As for criticizing Collin’s COVID-19 response, Jones said she’s only spoken out once, by signing a June Faculty Council resolution asking the college to move as many fall courses online as possible and defer to faculty expertise on instructional methods. Jones said Barnes-Tilley accused her of criticizing the college outside established channels. But Jones said the council is an established shared governance channel, and one-third of that body signed the resolution.

In any case, Jones said, it’s unheard-of for faculty members granted contract extensions with full-throated endorsements from their supervisors to see those contracts revoked. Her bosses signed off on the contract over the summer, and while Collin's governing board still had to vote on her contract, these motions are virtually always ceremonial, she said.

Marisela Cadena-Smith, a Collin spokesperson, said via email that the college “did not fire” Jones, “despite any misrepresentation you may have received.” She declined further comment.

It's hard for Jones to see the effective termination as any other than retaliation for her involvement in the TFA and critiquing Collin’s COVID-19 response.

Jones’s current contract expires in the spring. She's planning to file a grievance with the college, speak with the TFA’s lawyer and hire her own labor lawyer to try to get her job back.

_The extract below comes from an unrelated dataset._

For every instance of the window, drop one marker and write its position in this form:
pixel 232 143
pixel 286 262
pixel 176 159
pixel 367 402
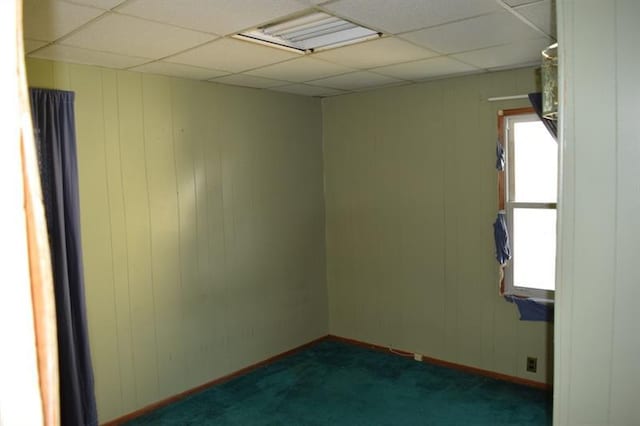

“I love it here,” she said. “I grew up in Plano and went to Collin College in the summers of my college years -- yes, I love it. I love Collin, I love teaching. I love my students and my colleagues' expertise and dedication. I literally have four presentations to give at the college next week … I want to continue doing this. I love what I do.”

Just last year, Collin granted Jones an engaged faculty scholarship to award to a student.

Faculty members at Collin do not have tenure, but longer-serving professors with strong track records generally get multiyear contracts. Jones has taught at Collin full-time since 2012 and even longer than that as an adjunct. The American Association of University Professors maintains that faculty members who have served this long should be granted the same due process protections afforded to tenured faculty members.

It’s hard to separate Jones’s effective termination from other faculty-administrative tensions and free speech flaps at Collin this academic year. In October, Collin formally reproved Lora Burnett, professor of history, for tweeting criticism of then-Vice President Mike Pence during the vice presidential debate. In November, faculty members sharply criticized H. Neil Matkin, Collin’s president, for announcing the death of faculty member Iris Meda, who was fatally exposed to COVID-19 while teaching nursing, in the 22nd paragraph of a memo entitled “College Update & Happy Thanksgiving!” The original communication didn’t mention Meda by name.

Last month, Collin canceled a previously approved panel on faculty burnout, which was to take place during an upcoming faculty development meeting. The burnout panelists were other members of the college’s TFA chapter. Academic freedom expert Hank Reichman, professor emeritus of history at California State University, East Bay, said at the time that since “one faculty member, who has taught at the school for more than 15 years, told me that ‘morale has never been lower,’ both keynote and session topics would seem quite timely. ‘We’re all still doing the job,’ that faculty member said, ‘but for many our hearts are no longer in it. That is damaging to our students in the long run, and students should come first.’”

Despite the challenges to the fledgling TFA chapter, the group was scheduled to hold its first recruitment meeting Thursday evening.

Kat Balch, chair of the Faculty Council and a professor of English, did not respond to a request for comment.